Considéré comme une zone présentant un intérêt stratégique potentiellement vital, le Grand Nord suscite un intérêt croissant au niveau international. Le recul de la calotte glaciaire pourrait en effet ouvrir dans l’Arctique des voies de navigation jusqu’ici impraticables et donner accès à des gisements de ressources naturelles potentiellement énormes. Du coup, les pays arctiques mais également des acteurs géographiquement plus éloignés – comme la Chine et l’Union européenne – se montrent intéressés par l’évolution de la situation dans cette partie du monde. Certains craignent dès lors que le cadre juridique et institutionnel en place, qui permet actuellement de maintenir un niveau peu élevé de tension dans la région, ne soit soumis à des pressions croissantes alimentées par la concurrence pour l’obtention de  ressources naturelles et par l’attitude de la Fédération de Russie, qui cherche de plus en plus à affirmer sa présence.

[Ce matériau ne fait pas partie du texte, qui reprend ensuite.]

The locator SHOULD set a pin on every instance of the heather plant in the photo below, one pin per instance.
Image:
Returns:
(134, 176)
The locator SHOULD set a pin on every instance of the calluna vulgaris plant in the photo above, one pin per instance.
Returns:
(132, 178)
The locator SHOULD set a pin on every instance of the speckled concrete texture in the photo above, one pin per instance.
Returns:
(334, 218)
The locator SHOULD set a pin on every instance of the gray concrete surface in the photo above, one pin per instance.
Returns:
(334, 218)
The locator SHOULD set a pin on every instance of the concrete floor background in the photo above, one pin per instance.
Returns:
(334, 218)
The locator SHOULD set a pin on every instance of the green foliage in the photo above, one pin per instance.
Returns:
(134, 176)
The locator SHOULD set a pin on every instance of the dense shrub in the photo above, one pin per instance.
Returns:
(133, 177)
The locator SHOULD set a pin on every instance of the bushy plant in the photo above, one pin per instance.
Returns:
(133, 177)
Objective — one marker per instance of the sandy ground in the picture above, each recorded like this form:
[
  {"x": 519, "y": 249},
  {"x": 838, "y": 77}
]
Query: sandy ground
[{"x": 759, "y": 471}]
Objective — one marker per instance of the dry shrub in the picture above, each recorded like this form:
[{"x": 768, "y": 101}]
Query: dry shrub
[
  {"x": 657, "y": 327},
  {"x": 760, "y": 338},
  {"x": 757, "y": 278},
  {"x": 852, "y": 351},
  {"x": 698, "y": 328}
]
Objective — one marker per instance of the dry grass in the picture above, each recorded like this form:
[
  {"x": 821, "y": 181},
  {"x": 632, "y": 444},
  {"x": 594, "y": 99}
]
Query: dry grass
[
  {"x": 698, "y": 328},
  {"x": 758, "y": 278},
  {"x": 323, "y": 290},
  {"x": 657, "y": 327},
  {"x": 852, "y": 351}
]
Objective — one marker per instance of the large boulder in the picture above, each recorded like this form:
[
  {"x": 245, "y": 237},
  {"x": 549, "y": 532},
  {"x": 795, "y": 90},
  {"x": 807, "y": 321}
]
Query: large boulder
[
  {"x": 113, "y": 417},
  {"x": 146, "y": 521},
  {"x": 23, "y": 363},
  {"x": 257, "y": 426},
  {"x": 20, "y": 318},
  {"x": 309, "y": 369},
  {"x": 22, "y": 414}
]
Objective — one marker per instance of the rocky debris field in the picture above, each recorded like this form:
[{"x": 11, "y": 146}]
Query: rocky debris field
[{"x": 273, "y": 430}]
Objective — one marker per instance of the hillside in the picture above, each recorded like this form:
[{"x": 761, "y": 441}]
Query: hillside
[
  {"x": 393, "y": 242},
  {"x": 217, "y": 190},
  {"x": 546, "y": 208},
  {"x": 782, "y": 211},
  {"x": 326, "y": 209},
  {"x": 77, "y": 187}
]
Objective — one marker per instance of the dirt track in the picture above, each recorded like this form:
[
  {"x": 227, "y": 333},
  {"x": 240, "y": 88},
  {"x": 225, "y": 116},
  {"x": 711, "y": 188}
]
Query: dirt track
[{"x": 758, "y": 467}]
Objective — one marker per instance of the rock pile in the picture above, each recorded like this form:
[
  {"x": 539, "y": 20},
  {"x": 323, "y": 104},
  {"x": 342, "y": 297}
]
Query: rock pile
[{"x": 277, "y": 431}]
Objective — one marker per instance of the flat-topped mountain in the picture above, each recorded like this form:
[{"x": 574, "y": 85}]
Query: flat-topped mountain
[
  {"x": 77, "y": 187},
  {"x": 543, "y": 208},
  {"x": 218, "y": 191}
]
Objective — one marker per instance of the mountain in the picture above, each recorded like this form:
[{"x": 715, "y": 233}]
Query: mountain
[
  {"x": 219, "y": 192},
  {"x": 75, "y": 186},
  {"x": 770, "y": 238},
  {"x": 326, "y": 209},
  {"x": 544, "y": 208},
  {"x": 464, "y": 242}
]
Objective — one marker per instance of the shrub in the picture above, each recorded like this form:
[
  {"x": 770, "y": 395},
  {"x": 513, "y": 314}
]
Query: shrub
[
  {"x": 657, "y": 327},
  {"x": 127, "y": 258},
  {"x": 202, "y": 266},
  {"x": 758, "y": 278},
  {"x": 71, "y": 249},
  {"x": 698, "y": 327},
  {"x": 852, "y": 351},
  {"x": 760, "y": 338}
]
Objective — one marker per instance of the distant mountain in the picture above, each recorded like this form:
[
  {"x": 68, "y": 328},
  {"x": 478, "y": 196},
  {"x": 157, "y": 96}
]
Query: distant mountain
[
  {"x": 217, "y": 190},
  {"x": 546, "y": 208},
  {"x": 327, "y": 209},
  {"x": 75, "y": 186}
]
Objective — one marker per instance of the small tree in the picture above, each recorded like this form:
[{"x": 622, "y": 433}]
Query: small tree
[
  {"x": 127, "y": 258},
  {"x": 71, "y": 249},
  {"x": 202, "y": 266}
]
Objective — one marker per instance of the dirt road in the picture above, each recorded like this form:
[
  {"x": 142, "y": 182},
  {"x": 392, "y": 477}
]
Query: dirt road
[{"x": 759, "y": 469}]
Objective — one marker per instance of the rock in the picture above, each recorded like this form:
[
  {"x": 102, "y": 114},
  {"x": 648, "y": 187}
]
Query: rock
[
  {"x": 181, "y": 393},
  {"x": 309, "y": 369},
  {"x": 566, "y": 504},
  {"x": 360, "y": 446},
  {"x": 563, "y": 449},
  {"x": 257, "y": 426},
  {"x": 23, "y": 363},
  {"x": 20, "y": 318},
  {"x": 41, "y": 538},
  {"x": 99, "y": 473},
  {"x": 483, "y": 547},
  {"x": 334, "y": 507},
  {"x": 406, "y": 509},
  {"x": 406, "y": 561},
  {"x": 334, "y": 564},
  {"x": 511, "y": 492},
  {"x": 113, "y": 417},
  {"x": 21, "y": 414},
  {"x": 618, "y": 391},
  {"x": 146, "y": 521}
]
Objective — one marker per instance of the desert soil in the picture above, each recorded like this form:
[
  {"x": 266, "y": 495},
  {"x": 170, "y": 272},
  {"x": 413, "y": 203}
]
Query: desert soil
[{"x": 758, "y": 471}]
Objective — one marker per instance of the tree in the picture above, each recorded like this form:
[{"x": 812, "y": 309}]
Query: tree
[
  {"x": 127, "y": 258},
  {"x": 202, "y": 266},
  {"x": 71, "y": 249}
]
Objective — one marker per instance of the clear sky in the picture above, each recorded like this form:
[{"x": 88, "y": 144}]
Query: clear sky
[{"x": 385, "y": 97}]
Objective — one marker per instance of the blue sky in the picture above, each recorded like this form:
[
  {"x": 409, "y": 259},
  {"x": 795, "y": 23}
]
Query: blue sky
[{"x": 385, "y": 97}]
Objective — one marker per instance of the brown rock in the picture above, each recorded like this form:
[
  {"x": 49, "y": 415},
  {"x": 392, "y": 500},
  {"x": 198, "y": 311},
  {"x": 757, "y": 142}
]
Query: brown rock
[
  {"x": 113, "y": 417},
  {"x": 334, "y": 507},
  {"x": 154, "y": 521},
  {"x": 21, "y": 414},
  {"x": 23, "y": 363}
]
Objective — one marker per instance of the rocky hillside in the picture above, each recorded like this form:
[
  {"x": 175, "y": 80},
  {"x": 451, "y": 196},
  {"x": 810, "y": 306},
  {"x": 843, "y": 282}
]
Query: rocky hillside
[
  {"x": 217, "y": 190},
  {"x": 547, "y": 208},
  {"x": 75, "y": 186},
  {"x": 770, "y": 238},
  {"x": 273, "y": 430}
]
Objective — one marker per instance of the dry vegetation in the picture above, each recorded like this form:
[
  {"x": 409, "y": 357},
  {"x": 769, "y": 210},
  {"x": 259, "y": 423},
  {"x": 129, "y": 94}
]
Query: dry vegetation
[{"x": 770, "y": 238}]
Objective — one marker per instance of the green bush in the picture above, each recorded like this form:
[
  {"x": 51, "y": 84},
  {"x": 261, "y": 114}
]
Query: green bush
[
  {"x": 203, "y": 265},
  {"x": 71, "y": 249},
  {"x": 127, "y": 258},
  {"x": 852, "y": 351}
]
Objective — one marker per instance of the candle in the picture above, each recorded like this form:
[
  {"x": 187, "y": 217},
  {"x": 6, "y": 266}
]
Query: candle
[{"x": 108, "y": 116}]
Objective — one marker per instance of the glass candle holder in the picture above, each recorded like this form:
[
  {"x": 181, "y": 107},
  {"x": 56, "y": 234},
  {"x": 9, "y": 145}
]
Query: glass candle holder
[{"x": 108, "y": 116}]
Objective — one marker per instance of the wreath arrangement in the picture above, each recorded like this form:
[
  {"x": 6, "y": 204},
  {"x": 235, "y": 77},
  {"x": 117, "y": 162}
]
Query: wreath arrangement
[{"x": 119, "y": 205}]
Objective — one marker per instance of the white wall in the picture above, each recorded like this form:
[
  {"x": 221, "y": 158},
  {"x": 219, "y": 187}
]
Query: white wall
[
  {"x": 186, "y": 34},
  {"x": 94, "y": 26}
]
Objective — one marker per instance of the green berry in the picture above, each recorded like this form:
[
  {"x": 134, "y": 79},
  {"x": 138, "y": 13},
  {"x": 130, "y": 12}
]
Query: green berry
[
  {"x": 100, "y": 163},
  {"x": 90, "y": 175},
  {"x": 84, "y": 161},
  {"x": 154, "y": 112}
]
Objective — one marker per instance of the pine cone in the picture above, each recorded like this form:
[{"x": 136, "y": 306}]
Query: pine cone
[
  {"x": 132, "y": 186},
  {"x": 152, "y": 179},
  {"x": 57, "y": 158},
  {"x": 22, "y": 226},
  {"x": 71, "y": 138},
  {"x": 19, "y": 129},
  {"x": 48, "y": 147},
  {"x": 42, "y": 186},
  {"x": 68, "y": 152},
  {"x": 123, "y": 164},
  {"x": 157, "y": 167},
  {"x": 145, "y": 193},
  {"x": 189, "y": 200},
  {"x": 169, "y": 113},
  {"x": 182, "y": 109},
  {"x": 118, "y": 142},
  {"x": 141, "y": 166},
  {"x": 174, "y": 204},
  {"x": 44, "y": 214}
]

Vingt-quatre parlementaires de 15 pays de l’OTAN se sont rendus au Danemark, au Groenland et en Islande du 30 août au 4 septembre afin d’évaluer les développements survenus dans la région et leurs retombées au niveau mondial. Ils ont entendu une série d’exposés et pris part à des visites qui leur ont permis d’appréhender les défis très particuliers inhérents aux conditions arctiques ainsi que les tendances environnementales et géopolitiques dont les effets se feront sentir bien au-delà des frontières du Grand Nord.

Ce déplacement en région arctique a permis aux membres de l’Assemblée de constater de visu comment la situation évolue sur le terrain et par ailleurs, de nouer, entre eux et avec des spécialistes de la question, un vaste dialogue approfondi sur la nature du rôle que l’OTAN devrait jouer, le cas échéant, dans la région. Cette visite a eu lieu alors que l’OTAN, de son côté, procédait à une révision de ses rôles et missions futurs dans le cadre de la rédaction de son nouveau Concept stratégique.

La délégation se composait de membres de la Sous-commission de l’AP-OTAN sur la coopération transatlantique en matière de défense et de sécurité et était conduite par le président de cette dernière, le sénateur Joseph A. Day (Canada). Le groupe a été rejoint par la sénatrice Jane Cordy (Canada), vice-présidente de l’Assemblée et coordinatrice spéciale pour le Grand Nord, ainsi que par David Hobbs, secrétaire général de l’AP-OTAN. Certaines parties de la visite étaient organisées conjointement avec la Commission de la défense du Parlement danois.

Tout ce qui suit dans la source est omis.